To calculate the area of the composite figure made up of the larger rectangle and the smaller rectangle, we can break it down into two parts:
- Area of the larger rectangle
- Area of the smaller rectangle
Step 1: Calculate the area of the larger rectangle
We are given the dimensions of the larger rectangle:
- Width (length along the right side) = 4 units
- Height (length along the left side, end to end) = 5 units
Using the formula for the area of a rectangle: \[ \text{Area} = \text{Width} \times \text{Height} \] \[ \text{Area of larger rectangle} = 4 , \text{units} \times 5 , \text{units} = 20 , \text{square units} \]
Step 2: Calculate the area of the smaller rectangle
We are given the dimensions of the smaller rectangle:
- Width (bottom length) = 2 units
- Height (same height as the larger rectangle since it's extending down from it) = 3 units
Using the same formula for the area: \[ \text{Area of smaller rectangle} = 2 , \text{units} \times 3 , \text{units} = 6 , \text{square units} \]
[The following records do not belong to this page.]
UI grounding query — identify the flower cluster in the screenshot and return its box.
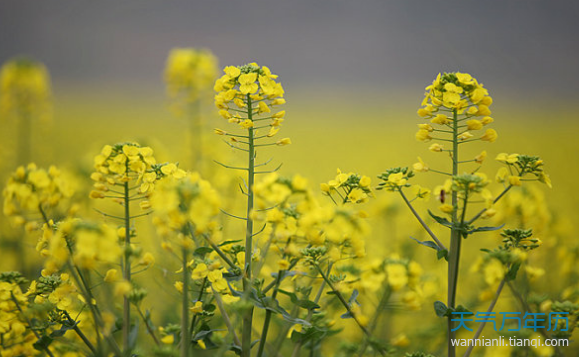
[2,164,74,223]
[214,63,291,145]
[0,274,38,357]
[321,169,372,203]
[165,48,218,113]
[377,167,414,191]
[416,72,497,144]
[501,229,542,251]
[0,58,51,118]
[151,173,220,239]
[90,143,185,202]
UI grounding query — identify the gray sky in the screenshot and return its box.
[0,0,579,98]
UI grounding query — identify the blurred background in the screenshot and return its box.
[0,0,579,203]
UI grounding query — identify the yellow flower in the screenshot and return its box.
[466,119,483,130]
[239,119,253,129]
[412,157,430,172]
[474,150,487,164]
[388,172,406,186]
[161,335,175,345]
[416,129,432,141]
[189,301,203,314]
[104,269,119,283]
[238,72,259,94]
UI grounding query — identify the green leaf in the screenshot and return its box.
[467,224,505,234]
[434,301,450,317]
[436,249,448,261]
[340,311,354,319]
[410,237,442,251]
[454,305,472,312]
[428,210,452,228]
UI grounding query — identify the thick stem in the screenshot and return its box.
[10,292,54,357]
[290,263,332,357]
[123,178,131,356]
[181,247,191,357]
[358,285,392,357]
[398,188,447,250]
[241,94,255,357]
[447,109,461,357]
[257,270,285,357]
[18,111,32,166]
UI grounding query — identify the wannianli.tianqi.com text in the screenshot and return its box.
[451,336,569,348]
Step 3: Calculate the total area of the composite figure
Since the two rectangles are stacked together (with the smaller rectangle extending down from the larger rectangle), we can simply add their areas: \[ \text{Total area} = \text{Area of larger rectangle} + \text{Area of smaller rectangle} \] \[ \text{Total area} = 20 , \text{square units} + 6 , \text{square units} = 26 , \text{square units} \]
Thus, the area of the composite figure is \(\boxed{26}\) square units.